私たちは、IBMのスーパーコンピューティングクラスタであるBlue Velaを使用してGranite Speechを訓練しています。このクラスタは、NVIDIA H100 GPUを搭載しており、数千のGPUでモデルを訓練するためのスケーラブルで効率的なインフラストラクチャを提供します。この特定のモデルの訓練は、32台のH100 GPUで9日間で完了しました。

倫理的考慮事項と制限事項

ユーザーは、貪欲デコーディング（num_beams=1）を使用する場合や、非常に短い音声クリップ（<0.1秒）を処理する場合、モデルが信頼できない出力を生成する可能性があることに注意する必要があります。今後のアップデートがリリースされるまで、ビームサイズを1より大きくすることを推奨し、0.1秒未満の入力を避けることで、より安定した性能を確保します。

大規模音声言語モデルの使用には、バイアスと公平性、誤情報、自律的な決定など、人々が認識すべきリスクと倫理的な考慮事項が含まれる場合があります。私たちは、コミュニティに対して、granite-speech-3.3-2bをIBMの責任ある使用ガイドまたは同様の責任ある使用構造に沿って使用することを強く促します。
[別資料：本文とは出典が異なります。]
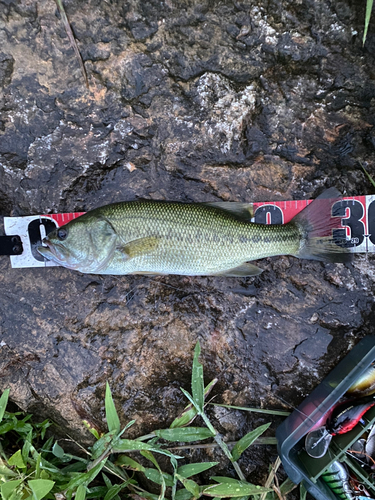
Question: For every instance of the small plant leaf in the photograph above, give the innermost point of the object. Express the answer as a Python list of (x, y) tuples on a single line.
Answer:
[(113, 421), (255, 410), (190, 485), (8, 488), (40, 487), (184, 434), (129, 463), (81, 492), (189, 414), (16, 460), (4, 471), (192, 469), (123, 445), (234, 488), (185, 418), (85, 478), (155, 476), (197, 385), (57, 450), (287, 487), (3, 403), (247, 440), (113, 491), (151, 457), (183, 495)]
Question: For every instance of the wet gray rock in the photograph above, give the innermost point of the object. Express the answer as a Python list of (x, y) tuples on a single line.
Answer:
[(195, 102)]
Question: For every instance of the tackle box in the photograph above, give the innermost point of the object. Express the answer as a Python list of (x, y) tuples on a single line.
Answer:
[(299, 466)]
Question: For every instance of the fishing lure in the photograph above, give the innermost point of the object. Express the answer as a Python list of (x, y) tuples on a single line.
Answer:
[(341, 418), (336, 478)]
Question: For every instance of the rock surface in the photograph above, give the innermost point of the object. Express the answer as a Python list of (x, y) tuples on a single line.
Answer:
[(190, 101)]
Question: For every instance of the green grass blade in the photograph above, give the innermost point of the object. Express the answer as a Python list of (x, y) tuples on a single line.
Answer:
[(190, 485), (184, 434), (3, 403), (256, 410), (151, 457), (367, 19), (192, 469), (234, 489), (113, 420), (197, 385), (189, 414), (183, 495), (81, 492), (113, 491), (155, 476), (129, 463), (248, 440), (123, 445)]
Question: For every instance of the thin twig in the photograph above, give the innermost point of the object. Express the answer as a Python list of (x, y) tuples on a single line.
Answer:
[(72, 40)]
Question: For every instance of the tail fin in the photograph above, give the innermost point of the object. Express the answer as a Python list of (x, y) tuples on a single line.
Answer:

IBMは、このモデルを自動音声認識タスクに使用することを推奨しています。モデルのモジュール設計により、音声入力がシステムに与える影響を制限することで安全性が向上しています。不慣れまたは不正な形式のプロンプトを受け取った場合、モデルはそれを文字起こししてエコーバックするだけです。これにより、音声を直接解釈する統合モデルとは異なり、敵対的な入力のリスクを最小限に抑えることができます。ただし、より一般的な音声タスクでは、望ましくない出力がトリガーされる固有のリスクが高くなる可能性があります。

安全性を強化するために、granite-speech-3.3-2bをGranite Guardianと併用することを推奨します。Granite Guardianは、IBMのAIリスクアトラスに概説されている主要な次元にわたって、プロンプトと応答のリスクを検出してフラグを立てるように設計された微調整された命令モデルです。人間によるアノテーションと内部レッドチーミングに基づく合成データを含む訓練により、標準的なベンチマークで同様のオープンソースモデルを上回る性能を発揮し、追加の安全層を提供します。